Dos jóvenes, o como se llame a los que tienen entre 30 y 40 años, hacen cola en la puerta del Horno Ibiza 28. Es la hora del almuerzo y vienen a por sendos bocadillos de jamón a la catalana. Siempre que trabajé por cuenta ajena, ese momento del avituallamiento era lo más parecido a la libertad total, hasta el compañero más estúpido te podía caer bien, eso sí por unos minutos y desde la lejanía y el crugir de un buen bocado. El Ibiza tiene muchas razones para vistarlo. Una son unos pequeños hojaldrados deliciosos rellenos de jamon york y queso. Otra, unas caracolitas de chocolate con leche. Hay más.
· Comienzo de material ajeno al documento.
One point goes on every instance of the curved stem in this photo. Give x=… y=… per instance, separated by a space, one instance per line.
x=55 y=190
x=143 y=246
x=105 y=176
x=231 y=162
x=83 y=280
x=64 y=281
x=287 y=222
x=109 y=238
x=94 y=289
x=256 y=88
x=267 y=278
La avenida Balears mutila la calle Eivissa y deja un apéndice extraño, como un fin de fiesta de urbanismo bizarro, una prolongación que ni va ni viene, con una gasolinera y un parque que no acaba de terminarse a la izquierda, unas vías de tren en el centro y un caminito de hormigas, bicis (carril incluido) y personas a la derecha. Al fondo el Cementerio Municipal del Grau.
Cuando se pudo salir a pasear en el desconfinamiento era como la periferia de los pueblos en verano. O como esas llamadas rutas del colesterol. La calle se prolonga durante muchos metros, pero ya no hay patios ni números. A un lado del raíl, un solar inmenso, ahora vallado y algo despejado, por el que se cuelan algunos para pasear a sus perros que cabalgan más que corren. Fuera, las flores y las hierbas crecen en desacomplejada anarquía, con una belleza despeinada que haría las delicias de Santiago Beruete. Al otro lado, el IES Balears, el Poliesportiu Juan Antonio Samaranch, el CEIP Albereda, el final de la calle que pocos saben que lleva el nombre de Berlanga y en el cruce con Passeig de l’Albereda su abrupto final, cortada en seco por unas instalaciones de la Ciutat de les Arts i les Ciències.
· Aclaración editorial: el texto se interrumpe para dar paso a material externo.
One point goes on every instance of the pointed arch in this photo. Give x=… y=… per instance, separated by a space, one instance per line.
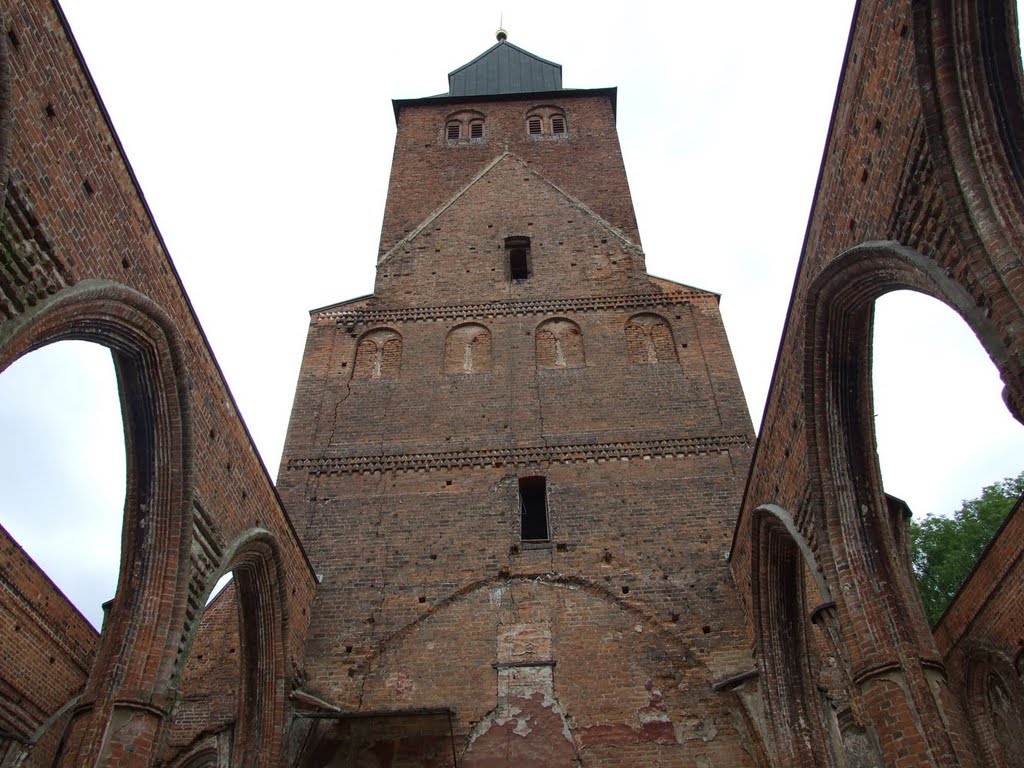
x=378 y=355
x=255 y=560
x=467 y=349
x=559 y=344
x=138 y=648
Estos últimos metros se recorren con episodios de agradecido silencio, el estrépito de cada tren que pasa, las conversaciones entrecortadas de unos nórdicos haciendo footing, los gritos de la chiquillería en el patio del colegio y de los adolescentes en el instituto, y el machacante estribillo «moviendo caderas, moviendo caderas, moviendo caderas» de una clase de zumba, o algo que se le parece, en las instalaciones del polideportivo. No es la banda sonora del Café del Mar. Esta es otra Eivissa. Pasearla es toda una experiencia. Varias calles en una. No hace falta una puesta de sol para disfrutarla.